# My new garden April 2013



## Beruriah

Hi,
I don't know about you, but I love looking at the photos of everyone's gardens in various stages of emergence. So I thought I'd add mine to the mix.









It's a bit messy at the moment. The garbage cans you can see have potatoes planted in them. The mess in the far left corner is a hoop house that the wind dismantled last week and the cardboard is what's left after I covered my lawn to kill the grass. The worms made short work of most of it over the winter but there's still a bit of cleanup left to do.

I discovered (fortunately BEFORE I rented the tiller) that my garden is pretty much right over my septic system, so I decided to go with no-till beds. I had a load of compost delivered (that big brown pile, of course!) and I'm using the Garden Claw to lift and aerate before I add compost to the beds.

The garden with the 2 potato barrels in it is going to be a flower bed to attact bees in the hopes that I'll get more than 3 cucumbers this year.
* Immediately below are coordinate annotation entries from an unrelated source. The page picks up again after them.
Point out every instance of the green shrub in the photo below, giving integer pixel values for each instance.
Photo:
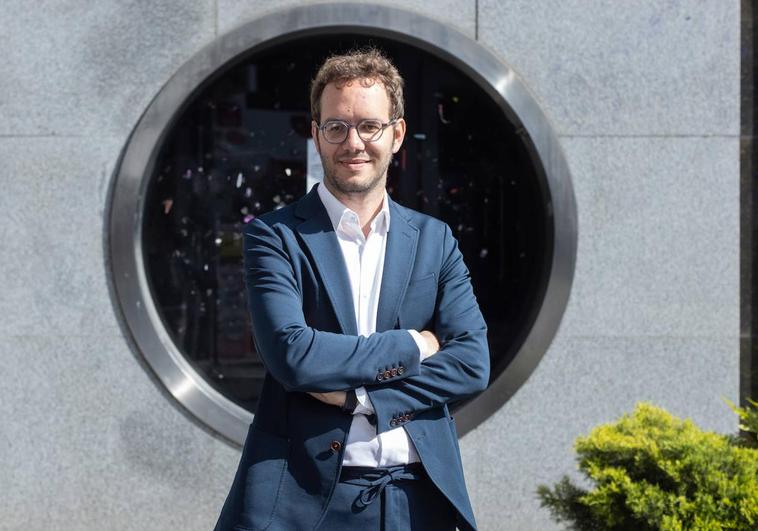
(653, 471)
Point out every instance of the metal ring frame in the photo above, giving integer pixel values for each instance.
(127, 193)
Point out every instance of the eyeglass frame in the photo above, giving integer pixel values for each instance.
(321, 128)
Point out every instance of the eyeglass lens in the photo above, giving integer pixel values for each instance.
(337, 131)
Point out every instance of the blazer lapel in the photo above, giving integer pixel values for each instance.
(319, 236)
(399, 258)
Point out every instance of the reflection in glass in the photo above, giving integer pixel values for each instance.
(240, 148)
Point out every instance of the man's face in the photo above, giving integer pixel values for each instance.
(354, 166)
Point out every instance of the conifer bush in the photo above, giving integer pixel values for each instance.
(653, 471)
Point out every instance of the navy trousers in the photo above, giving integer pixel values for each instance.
(398, 498)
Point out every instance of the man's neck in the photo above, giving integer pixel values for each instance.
(366, 205)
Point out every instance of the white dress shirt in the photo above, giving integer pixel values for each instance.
(364, 260)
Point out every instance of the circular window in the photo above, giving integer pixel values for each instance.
(229, 138)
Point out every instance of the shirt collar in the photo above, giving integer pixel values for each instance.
(337, 211)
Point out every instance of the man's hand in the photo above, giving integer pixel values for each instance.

I installed the fenceposts yesterday and this weekend I'll put up the fencing. I don't dare put any seedlings out there until I have a way to keep the bunnies out. They're already all over the yard in the evenings!


----------



## Tammy

sounds like you have a pretty ideal spot for your garden! When we first moved on our property, I wanted an apple tree. Well, ended up we planted it right along the septic line although at the time, that wasn't something we were really paying attention too. Within a couple years, we had a bumper crop of apples! and during our super dry hot months of July/August, I would often have to water ONLY what absolutely needed to be watered because our low producing well would take too long to recover, but that apple tree didn't need water because of where it was situated. 
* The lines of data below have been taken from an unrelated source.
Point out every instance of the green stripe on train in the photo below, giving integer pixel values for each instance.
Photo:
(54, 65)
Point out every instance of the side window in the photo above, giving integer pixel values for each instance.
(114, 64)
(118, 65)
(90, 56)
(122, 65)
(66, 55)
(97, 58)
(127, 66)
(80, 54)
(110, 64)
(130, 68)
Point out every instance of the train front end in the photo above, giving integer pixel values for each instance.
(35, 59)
looks like you have some nice gardening space there! Welcome to the board, it's nice to have you here.


----------



## Shannon

Your gardening spot looks wonderful! I'd happily lose my mind planting stuff if I had that much space! I want to try to grow everything. 
 I can't wait to see what it looks like when everything is growing.


----------



## stephanie

I have been very careful not to plant any trees near my septic system as over time the tree roots can do some horrendous damage to your septic to the point of replacing the very expensive septic system. I am going to reroute my grey water from my washing machine to my trees some time in the near future to conserve water even though I live in western washington. I figure if I conserve water it helps somebody else where who can't.


----------